The conversation, urgent and wide-ranging, lays out why chronic disease is rising, what’s wrong with current policy, how financial incentives reward illness over health, and what real change looks like at a systemic and practical level. Both bottom-up empowerment and top-down policy reform are explored, with sharp critiques—and moments of optimism throughout.
Key Discussion Points & Insights
1. Personal Motivation & Systemic Failures
- Calley recounts the personal story of his mother's rapid decline from undiagnosed metabolic dysfunction to terminal cancer, exposing how common medical practice repeatedly prescribes drugs instead of tackling root causes.
- Quote:
“If at one point...a doctor sat her down and said, this is why your high cholesterol represents underlying metabolic dysfunction...If they, instead of rotating her, that prescription, actually wrote her an exercise intervention and a dietary intervention...she’d still be here today.”
(Calley, 03:56)
- Quote:
- Calley’s sister, Dr.
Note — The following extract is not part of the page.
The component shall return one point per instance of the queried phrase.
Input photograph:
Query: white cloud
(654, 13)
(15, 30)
Casey Means, left medicine after realizing metabolic health is ignored or suppressed in the system, inspiring their family’s mission.
2. Incentives in Healthcare & Food: Perverse and Profitable
- Most institutions, including regulatory agencies, pharma, and food companies, are economically incentivized to keep people sick—the sicker the population, the higher the recurring profits.
- Quote:
“Every single institution that impacts our health makes more money when more people are sick, when more people are addicted, when more people are in fear, including the FDA, which does not take taxpayer money. 75% of their money comes from the pharmaceutical industry.”
(Calley, 05:38)
- Quote:
- Chronic disease is now the “greatest profit invention in human history.” In the U.S., the problem is acute and unique compared to places like Japan.
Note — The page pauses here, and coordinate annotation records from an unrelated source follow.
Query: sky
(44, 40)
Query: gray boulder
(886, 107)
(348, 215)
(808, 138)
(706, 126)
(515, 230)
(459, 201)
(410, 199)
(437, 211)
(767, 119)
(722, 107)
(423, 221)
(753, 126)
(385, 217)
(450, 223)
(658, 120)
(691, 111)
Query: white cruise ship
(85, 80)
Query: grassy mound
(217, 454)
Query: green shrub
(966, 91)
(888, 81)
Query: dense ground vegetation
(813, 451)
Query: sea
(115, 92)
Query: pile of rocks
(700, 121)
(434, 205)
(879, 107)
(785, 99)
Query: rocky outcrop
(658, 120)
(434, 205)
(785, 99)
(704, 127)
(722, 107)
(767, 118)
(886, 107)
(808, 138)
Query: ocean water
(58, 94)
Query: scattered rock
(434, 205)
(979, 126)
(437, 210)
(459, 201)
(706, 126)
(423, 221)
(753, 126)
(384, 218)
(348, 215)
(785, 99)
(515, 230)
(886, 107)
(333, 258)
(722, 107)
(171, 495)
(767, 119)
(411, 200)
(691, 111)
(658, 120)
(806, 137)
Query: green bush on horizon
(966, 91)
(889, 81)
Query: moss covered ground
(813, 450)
3. Emergent Behaviors & Fixing the Incentives
- Dave explains systemic problems: when small, well-intentioned actions across a massive, complex system have disastrous emergent effects because of poorly aligned incentives.
- Quote:
“When billions of micro decisions are made by people who are well intentioned. And so we fix the incentives and the system will self regulate.”
(Dave, 08:10)
- Quote:
4. Metabolic Disease: The Lifetime “Management” Trap
- Over a third of American kids (and climbing) are prediabetic; drugs are prescribed for life, from statins to Ozempic, even to children.
- Quote:
“All chronic disease treatments say your saviors in this, it’s a lifetime institute of management. Okay, you’ve got at 12 years old, obesity. Ozempic for life... That’s the guidance.”
(Calley, 09:02)
- Quote:
- The medical system abdicates root cause prevention and is complicit through plausible deniability.
5. Government Subsidies & Ultra-Processed Food
- U.S. food policies subsidize ultra-processed, unhealthy food, especially targeting the poor. Most food stamp spending goes to junk food, in stark contrast to other developed nations.
- Quote:
“We are literally systematically poisoning our population. And then healthcare only kicks in to manage disease for your life once you’re sick, to basically benefit pharma and the medical system.”
(Calley, 15:27)
- Quote:
6. Reframing "Food is Medicine" in Policy & Practice
- TrueMed seeks to enable the use of tax-advantaged healthcare accounts (HSA/FSA) for exercise, healthy food, and supplements via letters of medical necessity.
- Quote:
“You can actually save, you know, 40%, whatever your tax rate is on food so we've been evangelizing that...when your doctor is about to put you on a statin...ask them, can they write you a letter of medical necessity for exercise, for healthy food that unlocks [HSA/FSA] and your money can actually go towards that.”
(Calley, 11:01)
- Quote:
- Dave: the medical system resists classifying food or exercise as "medical" yet prescribes lifetime drugs quickly.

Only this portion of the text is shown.